Trotz Erdbeben und Handelsblockade geht Eferdinger Fair Trade-Modelabel seinen Weg
EFERDING. Das Eferdinger Modelabel FAIRytale arbeitet kontinuierlich daran, dass bio-fair gehandelte Mode nicht mehr nur etwas für „Alternative“ oder junge Stadtmenschen ist. Mit ungewöhnlichen Modeschauen reist die Designerin Ingrid Gumpelmaier-Grandl durchs Land, zeigt ihre Mode und erzählt über die Produktionshintergründe.

„Models sind dabei immer Frauen aus der Region und zwar dünnere und dickere sowie junge und ältere Frauen“, so die Eferdingerin. Dabei lädt sie die Frauen ein, da und dort ein bisschen mutiger zu werden.
„Mut, Herzblut und Durchhaltevermögen sind grundlegende Qualitäten, die man für so ein Modeprojekt braucht. Es ist eine große Herausforderung, den Spagat zwischen öko-fairen Produktionsbedingungen und den Anforderungen an die westliche Modewelt erfolgreich zu schaffen“, so Gumpelmaier-Grandl. Dazu kommt, dass im Produktionsland Nepal 2015 starke Erdbeben und eine Handelsblockade an der indischen Grenze die Verhältnisse enorm erschwert haben. Viel Kreativität und Flexibilität waren die Antwort des Labels auf die widrigen Umstände.

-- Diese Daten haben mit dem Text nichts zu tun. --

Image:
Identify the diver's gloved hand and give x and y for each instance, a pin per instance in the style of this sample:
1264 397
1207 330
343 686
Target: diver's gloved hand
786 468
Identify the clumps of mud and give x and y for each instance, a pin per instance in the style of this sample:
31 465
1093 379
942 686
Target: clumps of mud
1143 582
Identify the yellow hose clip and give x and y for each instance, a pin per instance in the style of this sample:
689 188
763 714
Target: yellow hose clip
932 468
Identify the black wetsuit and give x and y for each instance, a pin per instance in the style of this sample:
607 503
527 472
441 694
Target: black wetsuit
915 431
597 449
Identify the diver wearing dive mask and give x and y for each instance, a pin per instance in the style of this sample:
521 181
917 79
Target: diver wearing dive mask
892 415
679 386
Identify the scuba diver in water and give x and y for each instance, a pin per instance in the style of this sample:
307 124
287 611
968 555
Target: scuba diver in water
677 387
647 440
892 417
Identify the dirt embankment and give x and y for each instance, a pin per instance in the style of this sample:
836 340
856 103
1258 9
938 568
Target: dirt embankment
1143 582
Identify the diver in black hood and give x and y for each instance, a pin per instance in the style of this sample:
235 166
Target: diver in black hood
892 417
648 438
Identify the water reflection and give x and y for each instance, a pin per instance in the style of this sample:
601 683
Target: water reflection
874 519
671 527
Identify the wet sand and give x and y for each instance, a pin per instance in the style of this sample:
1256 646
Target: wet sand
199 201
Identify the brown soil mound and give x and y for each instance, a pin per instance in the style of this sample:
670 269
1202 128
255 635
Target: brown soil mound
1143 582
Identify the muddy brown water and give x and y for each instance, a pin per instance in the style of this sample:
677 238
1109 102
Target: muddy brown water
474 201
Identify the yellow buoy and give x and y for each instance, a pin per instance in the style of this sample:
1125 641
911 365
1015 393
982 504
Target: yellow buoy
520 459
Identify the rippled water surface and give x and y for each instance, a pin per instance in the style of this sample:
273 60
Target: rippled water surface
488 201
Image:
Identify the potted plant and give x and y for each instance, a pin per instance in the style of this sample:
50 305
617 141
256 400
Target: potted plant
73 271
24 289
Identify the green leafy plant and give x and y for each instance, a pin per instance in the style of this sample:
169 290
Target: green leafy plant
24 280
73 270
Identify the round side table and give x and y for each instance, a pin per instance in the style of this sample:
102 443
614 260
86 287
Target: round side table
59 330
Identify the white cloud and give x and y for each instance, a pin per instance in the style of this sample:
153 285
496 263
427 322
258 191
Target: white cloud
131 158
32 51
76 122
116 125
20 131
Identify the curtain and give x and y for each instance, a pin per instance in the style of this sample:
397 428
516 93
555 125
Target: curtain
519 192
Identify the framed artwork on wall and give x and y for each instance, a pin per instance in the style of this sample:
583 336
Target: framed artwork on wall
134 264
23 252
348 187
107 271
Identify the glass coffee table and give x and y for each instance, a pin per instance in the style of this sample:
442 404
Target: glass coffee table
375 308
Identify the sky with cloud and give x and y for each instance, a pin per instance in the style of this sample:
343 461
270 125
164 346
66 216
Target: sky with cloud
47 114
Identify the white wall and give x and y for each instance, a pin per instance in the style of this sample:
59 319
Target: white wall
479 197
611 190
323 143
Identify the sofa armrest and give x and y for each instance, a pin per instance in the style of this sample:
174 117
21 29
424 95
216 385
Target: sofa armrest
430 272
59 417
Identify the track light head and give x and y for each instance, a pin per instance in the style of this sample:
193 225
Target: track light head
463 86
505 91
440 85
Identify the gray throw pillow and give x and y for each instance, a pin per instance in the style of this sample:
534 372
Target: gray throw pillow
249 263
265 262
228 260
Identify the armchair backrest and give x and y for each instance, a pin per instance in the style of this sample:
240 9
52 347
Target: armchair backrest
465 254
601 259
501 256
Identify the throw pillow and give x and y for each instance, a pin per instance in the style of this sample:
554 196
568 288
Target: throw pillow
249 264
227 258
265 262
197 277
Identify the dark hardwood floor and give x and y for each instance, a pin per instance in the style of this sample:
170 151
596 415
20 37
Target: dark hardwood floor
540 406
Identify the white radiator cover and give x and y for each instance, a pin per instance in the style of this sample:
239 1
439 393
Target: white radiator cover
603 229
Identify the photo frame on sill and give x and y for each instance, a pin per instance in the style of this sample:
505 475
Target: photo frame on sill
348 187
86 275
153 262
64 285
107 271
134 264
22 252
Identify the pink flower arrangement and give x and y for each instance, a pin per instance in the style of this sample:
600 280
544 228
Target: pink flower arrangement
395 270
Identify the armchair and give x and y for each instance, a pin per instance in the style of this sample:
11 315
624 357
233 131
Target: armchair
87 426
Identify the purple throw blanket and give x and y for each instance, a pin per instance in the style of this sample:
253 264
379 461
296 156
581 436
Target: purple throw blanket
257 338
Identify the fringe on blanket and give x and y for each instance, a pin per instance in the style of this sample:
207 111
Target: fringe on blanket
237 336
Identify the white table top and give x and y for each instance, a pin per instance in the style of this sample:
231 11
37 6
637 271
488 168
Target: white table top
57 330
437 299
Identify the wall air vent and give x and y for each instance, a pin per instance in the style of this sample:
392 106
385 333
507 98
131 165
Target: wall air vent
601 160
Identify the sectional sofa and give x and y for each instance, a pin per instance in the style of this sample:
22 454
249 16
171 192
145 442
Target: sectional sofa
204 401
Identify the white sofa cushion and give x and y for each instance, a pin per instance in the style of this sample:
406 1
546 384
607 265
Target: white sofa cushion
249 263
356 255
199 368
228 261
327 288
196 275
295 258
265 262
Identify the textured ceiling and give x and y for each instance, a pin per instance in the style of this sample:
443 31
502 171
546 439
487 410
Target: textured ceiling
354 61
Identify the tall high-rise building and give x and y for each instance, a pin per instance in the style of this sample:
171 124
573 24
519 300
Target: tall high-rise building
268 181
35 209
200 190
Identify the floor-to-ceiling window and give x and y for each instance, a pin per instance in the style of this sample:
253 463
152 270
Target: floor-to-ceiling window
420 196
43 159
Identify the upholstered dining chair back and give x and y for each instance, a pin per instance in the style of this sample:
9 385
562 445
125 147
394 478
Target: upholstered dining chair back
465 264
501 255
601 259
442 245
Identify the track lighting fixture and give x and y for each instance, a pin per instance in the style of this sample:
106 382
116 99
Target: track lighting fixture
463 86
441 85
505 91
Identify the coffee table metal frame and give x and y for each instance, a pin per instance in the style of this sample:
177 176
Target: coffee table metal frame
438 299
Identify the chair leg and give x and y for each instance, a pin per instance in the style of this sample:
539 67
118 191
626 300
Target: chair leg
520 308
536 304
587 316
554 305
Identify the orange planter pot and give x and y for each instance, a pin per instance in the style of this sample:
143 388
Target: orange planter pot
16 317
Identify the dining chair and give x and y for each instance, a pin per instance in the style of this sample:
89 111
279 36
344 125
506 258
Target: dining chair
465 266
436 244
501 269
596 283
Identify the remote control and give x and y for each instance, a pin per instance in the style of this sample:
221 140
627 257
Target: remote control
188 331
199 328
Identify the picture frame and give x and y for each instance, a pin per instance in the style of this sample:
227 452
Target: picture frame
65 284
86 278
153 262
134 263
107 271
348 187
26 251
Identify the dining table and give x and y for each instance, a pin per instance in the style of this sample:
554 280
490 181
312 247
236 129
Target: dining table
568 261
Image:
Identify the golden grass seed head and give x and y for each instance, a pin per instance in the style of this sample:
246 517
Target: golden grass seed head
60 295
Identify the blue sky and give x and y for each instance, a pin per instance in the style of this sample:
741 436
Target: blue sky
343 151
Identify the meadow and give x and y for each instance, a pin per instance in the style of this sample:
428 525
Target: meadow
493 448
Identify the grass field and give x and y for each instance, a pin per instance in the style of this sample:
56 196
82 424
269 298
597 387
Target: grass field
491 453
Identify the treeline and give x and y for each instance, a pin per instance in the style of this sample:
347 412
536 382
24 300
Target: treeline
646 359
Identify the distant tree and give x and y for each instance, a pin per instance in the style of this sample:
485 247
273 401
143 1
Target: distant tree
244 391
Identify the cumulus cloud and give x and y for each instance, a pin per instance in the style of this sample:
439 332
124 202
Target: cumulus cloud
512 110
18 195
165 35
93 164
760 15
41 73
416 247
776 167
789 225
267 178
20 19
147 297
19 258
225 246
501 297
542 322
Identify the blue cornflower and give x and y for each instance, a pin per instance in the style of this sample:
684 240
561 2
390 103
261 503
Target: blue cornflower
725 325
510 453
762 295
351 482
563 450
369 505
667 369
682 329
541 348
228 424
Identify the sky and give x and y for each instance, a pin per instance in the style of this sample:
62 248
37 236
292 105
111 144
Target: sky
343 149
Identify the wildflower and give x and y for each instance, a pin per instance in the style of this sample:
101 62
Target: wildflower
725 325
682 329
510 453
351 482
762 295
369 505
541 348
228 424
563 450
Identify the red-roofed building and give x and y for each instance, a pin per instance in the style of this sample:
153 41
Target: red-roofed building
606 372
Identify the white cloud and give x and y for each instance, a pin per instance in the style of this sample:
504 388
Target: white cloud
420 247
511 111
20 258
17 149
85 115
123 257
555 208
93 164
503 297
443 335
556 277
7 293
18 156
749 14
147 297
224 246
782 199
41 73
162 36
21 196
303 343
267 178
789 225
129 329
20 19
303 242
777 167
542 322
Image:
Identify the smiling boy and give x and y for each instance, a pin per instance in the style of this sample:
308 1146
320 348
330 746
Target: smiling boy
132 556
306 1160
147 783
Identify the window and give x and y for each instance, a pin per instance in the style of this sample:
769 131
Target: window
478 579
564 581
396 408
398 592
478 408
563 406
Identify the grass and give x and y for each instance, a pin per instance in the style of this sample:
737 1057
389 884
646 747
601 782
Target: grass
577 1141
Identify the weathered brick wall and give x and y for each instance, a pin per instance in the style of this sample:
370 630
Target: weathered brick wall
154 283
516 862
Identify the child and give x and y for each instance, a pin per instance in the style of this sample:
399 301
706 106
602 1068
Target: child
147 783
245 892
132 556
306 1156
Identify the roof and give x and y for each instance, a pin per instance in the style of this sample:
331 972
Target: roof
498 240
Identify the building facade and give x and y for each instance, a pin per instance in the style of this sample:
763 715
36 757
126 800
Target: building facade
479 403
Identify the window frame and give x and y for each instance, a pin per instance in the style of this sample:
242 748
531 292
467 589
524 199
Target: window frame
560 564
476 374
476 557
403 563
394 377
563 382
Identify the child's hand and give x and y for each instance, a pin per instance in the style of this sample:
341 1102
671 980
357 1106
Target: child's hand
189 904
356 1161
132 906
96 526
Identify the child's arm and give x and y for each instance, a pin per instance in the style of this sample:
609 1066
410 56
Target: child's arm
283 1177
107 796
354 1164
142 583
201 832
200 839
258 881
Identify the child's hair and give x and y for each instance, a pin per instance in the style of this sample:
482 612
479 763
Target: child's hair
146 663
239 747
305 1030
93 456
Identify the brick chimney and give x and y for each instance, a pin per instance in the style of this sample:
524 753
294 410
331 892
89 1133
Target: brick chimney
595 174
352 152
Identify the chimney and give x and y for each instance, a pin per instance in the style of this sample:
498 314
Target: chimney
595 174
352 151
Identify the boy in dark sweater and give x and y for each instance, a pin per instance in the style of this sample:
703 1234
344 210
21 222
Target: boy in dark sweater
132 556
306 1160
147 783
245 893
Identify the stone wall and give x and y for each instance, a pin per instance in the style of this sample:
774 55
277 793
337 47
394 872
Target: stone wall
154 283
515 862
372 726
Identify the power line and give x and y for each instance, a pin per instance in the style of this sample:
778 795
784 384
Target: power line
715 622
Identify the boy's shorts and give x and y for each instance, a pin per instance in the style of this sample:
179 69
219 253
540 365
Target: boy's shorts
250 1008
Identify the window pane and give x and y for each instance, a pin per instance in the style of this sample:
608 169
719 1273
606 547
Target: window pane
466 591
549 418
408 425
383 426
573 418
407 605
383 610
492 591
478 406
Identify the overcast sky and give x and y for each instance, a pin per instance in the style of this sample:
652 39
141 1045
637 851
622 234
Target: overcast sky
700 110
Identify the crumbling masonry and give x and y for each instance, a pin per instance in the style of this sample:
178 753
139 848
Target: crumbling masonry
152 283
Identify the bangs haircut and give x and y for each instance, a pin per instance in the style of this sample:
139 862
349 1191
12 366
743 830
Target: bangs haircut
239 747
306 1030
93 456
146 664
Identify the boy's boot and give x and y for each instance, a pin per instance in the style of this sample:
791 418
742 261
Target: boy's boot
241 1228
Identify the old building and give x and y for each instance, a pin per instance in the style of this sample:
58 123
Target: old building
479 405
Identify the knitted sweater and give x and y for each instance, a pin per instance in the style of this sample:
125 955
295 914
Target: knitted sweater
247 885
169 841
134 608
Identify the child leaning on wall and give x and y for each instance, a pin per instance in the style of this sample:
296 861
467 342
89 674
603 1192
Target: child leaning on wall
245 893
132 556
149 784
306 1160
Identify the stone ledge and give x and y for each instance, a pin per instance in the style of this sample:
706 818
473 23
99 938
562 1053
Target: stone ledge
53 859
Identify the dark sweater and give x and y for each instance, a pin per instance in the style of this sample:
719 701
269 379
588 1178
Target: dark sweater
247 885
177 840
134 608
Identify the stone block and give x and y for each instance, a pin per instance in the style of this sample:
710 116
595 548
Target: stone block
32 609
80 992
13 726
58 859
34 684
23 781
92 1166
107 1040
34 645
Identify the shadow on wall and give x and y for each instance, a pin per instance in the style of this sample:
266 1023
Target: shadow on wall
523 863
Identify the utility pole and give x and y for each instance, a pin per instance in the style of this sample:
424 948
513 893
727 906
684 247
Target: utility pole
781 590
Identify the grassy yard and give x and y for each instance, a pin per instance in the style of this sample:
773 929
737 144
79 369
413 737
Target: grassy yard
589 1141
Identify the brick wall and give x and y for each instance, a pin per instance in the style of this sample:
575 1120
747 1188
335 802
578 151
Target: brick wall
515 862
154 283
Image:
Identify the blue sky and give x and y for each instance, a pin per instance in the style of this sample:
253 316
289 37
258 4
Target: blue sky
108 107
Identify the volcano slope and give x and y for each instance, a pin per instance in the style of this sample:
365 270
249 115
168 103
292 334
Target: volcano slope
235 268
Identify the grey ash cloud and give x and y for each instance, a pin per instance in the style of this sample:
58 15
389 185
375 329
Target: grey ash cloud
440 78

Umso erfreulicher war es für alle, dass just in dieser schwierigen Situation ein weiterer Schritt nach vorne gemacht werden konnte. „Die aktuelle Frühlingskollektion wurde zur Gänze mit Öko-Strom produziert, der durch die mit dem Landesumweltpreis ausgezeichnete Photovoltaikanlage am Dach der Schneiderei in Kathmandu gewonnen wird“, so die Eferdingerin. Mittlerweile ist die Mode in ganz Österreich erhältlich. Anfragen aus dem Ausland sind nun die nächste Herausforderung.
Offenes Atelier am 10. April
Wer mehr über die Herstellung der Mode erfahren möchte, ist beim Tag des offenen Ateliers am Sonntag, 10. April, 10-16 Uhr, in der Schlossergasse 7 in Eferding herzlich willkommen.